Wikidata:Property proposal/Ringgold identifier

Ringgold identifier edit

Originally proposed at Wikidata:Property proposal/Organization

   Done: Ringgold ID (P3500) (Talk and documentation)
Descriptionunique identifier for organisations in the publishing industry supply chain
RepresentsRinggold identifier (Q17016896)
Data typeExternal identifier
Domainorganisations
Allowed values\d{4,6}
ExampleWellcome Trust (Q326276) → 5072
SourceORCID API: https://members.orcid.org/api/tutorial-retrieve-data-using-public-api
Motivation

(Add your motivation for this property here.) GZWDer (talk) 18:23, 16 January 2017 (UTC)[reply]

Discussion
  •   Oppose - this is proprietary information and I do not believe it either belongs in wikidata or is legally allowed to be placed here. ArthurPSmith (talk) 19:41, 17 January 2017 (UTC)[reply]
  •   Support - ORCID iD (P496) are attributed to researchers, and it is possible to retrieve from the ORCID API a list of institutions a researcher is affiliated to. Very often, these institutions come with a Ringgold ID, so it would be useful to include these identifiers in the institution items. This would enable us create more links between researchers and institutions. I do not believe that using this source of Ringgold ids could be a legal issue as the ORCID data dump is released under a license that is compatible with CC0. Pintoch (talk) 18:14, 18 January 2017 (UTC)[reply]
  •   Support per Pintoch. Andy Mabbett (Pigsonthewing); Talk to Andy; Andy's edits 18:52, 18 January 2017 (UTC)[reply]
  • Comment about the legal concerns: let me quote the Mix'n'Match FAQ: "Individual identifiers, such as numbers, can not be under copyright. If you are an institution based in Europe, the whole of your ID list may be under database copyright, but we are not copying the entire list in bulk; rather, volunteers add most of them individually, one at a time." I suppose that not all Ringgold identifiers are present in the ORCID dump, so doing an import from this source would not import the whole database. − Pintoch (talk) 18:59, 18 January 2017 (UTC))[reply]
  • Note: I am posting in my capacity as Wikimedian in Residence at ORCID. I have a statement from ORCID "Per our agreement with Ringgold, we are allowed to share the Ringgold identifiers and limited metadata (organization name, location) under CC0 license, just as the rest of ORCID data are available. We would not be using Ringgold otherwise. If someone gets a Ringgold ID out of ORCID, they are free to use it." Andy Mabbett (Pigsonthewing); Talk to Andy; Andy's edits 00:12, 19 January 2017 (UTC)[reply]
  • Excellent. Here is the kind of data we can extract from the ORCID 2016 dump (formatted for the Mix'n'Match tool):

I'll publish the dataset (15423 ids) and the code I used if this property is created. − Pintoch (talk) 00:15, 20 January 2017 (UTC)[reply]

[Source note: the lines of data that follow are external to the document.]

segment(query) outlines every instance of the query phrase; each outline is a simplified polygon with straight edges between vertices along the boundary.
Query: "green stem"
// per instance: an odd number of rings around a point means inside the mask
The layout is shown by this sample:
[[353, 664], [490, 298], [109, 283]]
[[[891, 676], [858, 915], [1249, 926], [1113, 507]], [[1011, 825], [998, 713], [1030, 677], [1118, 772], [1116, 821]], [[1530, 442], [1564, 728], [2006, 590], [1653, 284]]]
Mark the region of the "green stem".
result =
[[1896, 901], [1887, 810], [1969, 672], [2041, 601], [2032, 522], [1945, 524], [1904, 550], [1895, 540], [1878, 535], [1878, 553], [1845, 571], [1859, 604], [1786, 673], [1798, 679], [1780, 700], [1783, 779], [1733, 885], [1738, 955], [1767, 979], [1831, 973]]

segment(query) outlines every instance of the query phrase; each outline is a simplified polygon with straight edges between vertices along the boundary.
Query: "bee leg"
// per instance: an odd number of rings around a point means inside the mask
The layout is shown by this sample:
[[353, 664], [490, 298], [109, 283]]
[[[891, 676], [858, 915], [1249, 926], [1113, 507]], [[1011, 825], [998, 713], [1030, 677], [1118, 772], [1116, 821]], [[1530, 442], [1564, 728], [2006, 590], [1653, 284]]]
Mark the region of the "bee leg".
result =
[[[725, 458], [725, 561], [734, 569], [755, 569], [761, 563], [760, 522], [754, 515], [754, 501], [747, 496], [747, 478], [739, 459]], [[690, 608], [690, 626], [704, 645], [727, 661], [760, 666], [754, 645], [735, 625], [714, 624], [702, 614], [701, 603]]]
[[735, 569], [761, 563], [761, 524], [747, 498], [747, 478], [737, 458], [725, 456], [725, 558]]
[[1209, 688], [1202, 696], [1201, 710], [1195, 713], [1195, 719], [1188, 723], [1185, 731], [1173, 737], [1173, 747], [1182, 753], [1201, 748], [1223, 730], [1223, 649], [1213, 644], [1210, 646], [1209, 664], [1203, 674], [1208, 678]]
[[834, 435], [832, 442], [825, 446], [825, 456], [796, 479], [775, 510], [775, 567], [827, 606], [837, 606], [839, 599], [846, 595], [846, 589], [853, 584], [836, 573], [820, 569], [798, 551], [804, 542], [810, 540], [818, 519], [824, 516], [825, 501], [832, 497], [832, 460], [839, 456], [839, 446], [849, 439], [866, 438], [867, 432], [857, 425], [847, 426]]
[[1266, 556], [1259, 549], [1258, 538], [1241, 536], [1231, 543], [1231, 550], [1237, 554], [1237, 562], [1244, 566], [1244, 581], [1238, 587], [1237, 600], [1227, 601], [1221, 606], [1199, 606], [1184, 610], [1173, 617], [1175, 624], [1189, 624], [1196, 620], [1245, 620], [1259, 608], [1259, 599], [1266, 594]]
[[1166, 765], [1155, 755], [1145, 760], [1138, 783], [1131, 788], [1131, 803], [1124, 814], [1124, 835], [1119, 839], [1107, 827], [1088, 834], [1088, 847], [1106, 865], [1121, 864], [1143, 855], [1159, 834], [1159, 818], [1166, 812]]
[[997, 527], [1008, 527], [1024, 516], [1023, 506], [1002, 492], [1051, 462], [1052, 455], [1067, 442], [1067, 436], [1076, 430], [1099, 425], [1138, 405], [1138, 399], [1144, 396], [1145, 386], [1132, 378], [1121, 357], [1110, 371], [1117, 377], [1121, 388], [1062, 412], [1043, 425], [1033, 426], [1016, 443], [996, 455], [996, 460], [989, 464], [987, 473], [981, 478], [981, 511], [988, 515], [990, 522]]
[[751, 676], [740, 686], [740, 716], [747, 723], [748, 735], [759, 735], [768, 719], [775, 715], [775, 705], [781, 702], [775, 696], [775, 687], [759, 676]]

Hmm, well, I have concerns about verifiability - what if some of the id's provided by ORCID are wrong? How would we know? I've worked with some datasets that had RInggold id's before where a substantial fraction (several percent) of the entered id's were incorrect - or at least disagreed between two comparable sources. But I suppose it's better than nothing and glad that they worked out that license agreement. ArthurPSmith (talk) 16:24, 23 January 2017 (UTC)[reply]
@ArthurPSmith: yeah, the ORCID dataset is quite noisy too. Unfortunately they have made UI design decisions that allow users to pollute the dataset with fake matches (see this GitHub issue). The excerpt from the dataset above contains matches by decreasing number of occurrences (so for the ones I have quoted, we can be sure these are the right identifiers). We can always confirm an ID by using the ORCID UI, adding an institution to a (fake) profile on sandbox.orcid.org, and checking which Ringgold id it gets (or calling manually the AJAX url that does the autocompletion there). That's very hacky and quite annoying, but I'm not aware of any other open data source to do that. If you still have access to your other datasets, do you think they could be used just to compare?
I wish ORCID exposed ISNI ids instead of Ringgold ids (since Ringgold seems to have aligned their own dataset with ISNI), because that would make all this a lot simpler… − Pintoch (talk) 17:39, 23 January 2017 (UTC)[reply]
the datasets I have access to with Ringgold information are explicitly NOT open or allowed to be used for other uses of this sort (per the license agreement with Ringgold when initially set up). Also they are quite small - just a few thousand institutions at most. And still plenty of errors. We simply had to drop the conflicting identifiers as we had no way to verify things once our Ringgold contract expired. But ISNI is hardly better - I've been comparing ISNI's between Orgref and GRID (both open datasets with tens of thousands of ISNI id's) and there's a lot of disagreements in that too. At least with ISNI you end up with a URL you can dereference to verify although often there's not much more than a name that might not actually resolve the issue. ArthurPSmith (talk) 23:37, 23 January 2017 (UTC)[reply]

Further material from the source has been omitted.